马车很快消失在街角,宋挽笑得发僵的唇角一点点垂下,转身回到主院。
约莫过了一炷香的时间,白荷才拎着东西回来,走了一路,她的脸都被晒得汗涔涔的,宋挽倒了一杯温热的茶水递给她,说:“先坐下歇会儿。”
“姑娘,奴婢不渴……”
“坐吧,这里也没有外人。”
白荷没再坚持,乖乖坐下,喝完那杯茶。
等她呼吸没那么急了,宋挽轻声问:“你认识方才在医馆那个紫衣丫鬟?”
白荷如实说:“她叫紫云,奴婢之前便是和她一起伺候公主的,奴婢去了司乐局后,她便陪公主出了嫁。”

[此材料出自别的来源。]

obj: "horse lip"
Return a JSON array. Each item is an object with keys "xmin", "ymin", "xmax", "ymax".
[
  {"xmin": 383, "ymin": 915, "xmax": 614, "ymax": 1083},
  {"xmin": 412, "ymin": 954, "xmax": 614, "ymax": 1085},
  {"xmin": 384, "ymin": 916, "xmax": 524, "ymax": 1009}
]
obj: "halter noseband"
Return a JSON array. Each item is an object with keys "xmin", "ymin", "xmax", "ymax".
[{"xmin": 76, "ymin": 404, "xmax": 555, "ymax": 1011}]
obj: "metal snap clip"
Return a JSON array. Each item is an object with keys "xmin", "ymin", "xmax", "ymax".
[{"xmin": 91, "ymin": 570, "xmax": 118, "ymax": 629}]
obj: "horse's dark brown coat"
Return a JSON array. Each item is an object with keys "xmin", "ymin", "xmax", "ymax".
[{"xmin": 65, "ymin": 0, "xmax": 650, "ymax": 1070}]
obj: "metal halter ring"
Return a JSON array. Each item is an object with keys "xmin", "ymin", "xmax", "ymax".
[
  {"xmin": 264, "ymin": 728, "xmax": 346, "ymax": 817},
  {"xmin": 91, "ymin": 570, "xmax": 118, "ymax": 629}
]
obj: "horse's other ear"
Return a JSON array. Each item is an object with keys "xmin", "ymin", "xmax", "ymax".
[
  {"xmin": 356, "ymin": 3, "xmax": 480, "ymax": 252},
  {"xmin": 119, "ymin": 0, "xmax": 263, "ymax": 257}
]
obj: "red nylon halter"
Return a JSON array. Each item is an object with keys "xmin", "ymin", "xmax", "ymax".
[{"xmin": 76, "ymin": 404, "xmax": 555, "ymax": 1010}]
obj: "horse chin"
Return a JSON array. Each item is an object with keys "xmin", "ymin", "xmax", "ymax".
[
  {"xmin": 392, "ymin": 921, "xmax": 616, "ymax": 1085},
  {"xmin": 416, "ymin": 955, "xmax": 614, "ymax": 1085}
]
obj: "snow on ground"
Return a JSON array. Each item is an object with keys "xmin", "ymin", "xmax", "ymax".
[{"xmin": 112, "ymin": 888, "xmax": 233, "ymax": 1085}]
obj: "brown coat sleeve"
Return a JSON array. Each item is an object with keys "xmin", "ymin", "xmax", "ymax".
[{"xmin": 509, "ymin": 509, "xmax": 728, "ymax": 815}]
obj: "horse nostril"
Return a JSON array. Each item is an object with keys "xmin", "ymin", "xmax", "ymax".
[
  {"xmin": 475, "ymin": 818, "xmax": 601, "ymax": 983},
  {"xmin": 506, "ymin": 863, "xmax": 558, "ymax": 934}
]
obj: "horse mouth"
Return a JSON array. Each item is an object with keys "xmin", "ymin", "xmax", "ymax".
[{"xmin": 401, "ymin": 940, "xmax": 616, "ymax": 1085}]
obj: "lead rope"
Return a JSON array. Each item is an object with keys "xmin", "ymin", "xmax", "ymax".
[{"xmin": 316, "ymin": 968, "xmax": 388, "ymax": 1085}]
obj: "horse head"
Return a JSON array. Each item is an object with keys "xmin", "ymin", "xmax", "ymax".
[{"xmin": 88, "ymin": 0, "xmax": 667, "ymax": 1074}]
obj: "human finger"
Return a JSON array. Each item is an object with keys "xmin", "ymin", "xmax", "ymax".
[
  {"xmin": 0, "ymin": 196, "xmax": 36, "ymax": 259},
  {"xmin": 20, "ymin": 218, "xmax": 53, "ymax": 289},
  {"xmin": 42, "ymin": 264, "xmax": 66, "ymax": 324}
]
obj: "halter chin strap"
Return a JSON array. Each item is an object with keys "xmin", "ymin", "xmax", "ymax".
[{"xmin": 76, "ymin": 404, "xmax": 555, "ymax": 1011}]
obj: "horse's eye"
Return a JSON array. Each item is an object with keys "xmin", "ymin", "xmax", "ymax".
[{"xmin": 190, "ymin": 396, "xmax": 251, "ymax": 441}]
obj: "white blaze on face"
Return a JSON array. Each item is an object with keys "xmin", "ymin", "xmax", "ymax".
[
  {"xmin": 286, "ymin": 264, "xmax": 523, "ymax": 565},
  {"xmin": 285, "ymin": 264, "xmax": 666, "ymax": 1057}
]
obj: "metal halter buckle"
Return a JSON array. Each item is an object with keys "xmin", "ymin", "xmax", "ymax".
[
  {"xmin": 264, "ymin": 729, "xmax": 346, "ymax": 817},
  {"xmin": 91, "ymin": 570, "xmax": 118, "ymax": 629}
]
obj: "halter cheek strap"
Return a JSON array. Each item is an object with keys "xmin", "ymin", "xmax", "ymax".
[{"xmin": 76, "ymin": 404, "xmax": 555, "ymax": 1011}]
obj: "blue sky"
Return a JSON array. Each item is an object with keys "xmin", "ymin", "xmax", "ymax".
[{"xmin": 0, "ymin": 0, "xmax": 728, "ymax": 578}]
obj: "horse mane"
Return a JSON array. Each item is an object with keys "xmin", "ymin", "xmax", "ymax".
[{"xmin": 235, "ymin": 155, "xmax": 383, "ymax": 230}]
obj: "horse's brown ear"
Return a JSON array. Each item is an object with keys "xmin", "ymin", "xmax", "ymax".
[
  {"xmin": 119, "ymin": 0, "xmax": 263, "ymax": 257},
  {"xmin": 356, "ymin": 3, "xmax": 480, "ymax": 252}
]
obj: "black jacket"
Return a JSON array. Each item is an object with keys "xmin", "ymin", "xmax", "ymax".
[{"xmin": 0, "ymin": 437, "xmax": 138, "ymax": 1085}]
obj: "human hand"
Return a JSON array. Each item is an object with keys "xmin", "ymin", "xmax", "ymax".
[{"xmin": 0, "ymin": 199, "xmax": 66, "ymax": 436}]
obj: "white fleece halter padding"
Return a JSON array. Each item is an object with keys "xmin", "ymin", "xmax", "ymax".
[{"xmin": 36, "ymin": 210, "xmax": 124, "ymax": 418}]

紫云是赵曦月的陪嫁丫鬟,那紫云今日极有可能是为赵曦月抓的药,堂堂公主玉叶金枝,一旦有孕必定会召御医小心看顾,若是因为身体原因小产,也会有御医调养身子,怎么会让人偷偷摸摸出门抓药?
宋挽细细梳理了一遍最近接收到的信息,看向白荷,柔声道:“我能问一下三公主愿意下嫁的真正原因吗?”

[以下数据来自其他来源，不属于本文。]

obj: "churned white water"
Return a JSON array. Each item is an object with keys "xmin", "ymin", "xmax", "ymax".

赵曦月的母妃只是个小小的贵人,在皇家不得宠是真的,但她会把白荷送到司乐局,说明早就发现曹恒楼并非良人,若她以死相逼,这门婚事未必能成,她何苦要如此委屈自己?
白荷脸一白,眼神躲闪的说:“奴……奴婢不知。”
白荷的声音在发抖,眼底满是恐惧,和上次见到那颗玉珠时的表情如出一辙。
皇家的辛秘,知道太多未必是什么好事。
宋挽给白荷添了茶,柔柔道:“今日之事也不要外传。”
白荷眼眶发红,点头道:“姑娘放心,奴婢明白。”
傍晚,顾岩廷驾着马车,带了五个仆从回来,宋挽安排了两人在大门轮流值守,后门只安排了一个,剩下两个留做通传报信之用。
吃过晚饭,白荷试探着问:“大人可要热水沐浴?”
宋挽浑身一僵,想到上次的事,本能的害怕,顾岩廷一眼便看出她的抗拒,沉沉道:“送去书房。”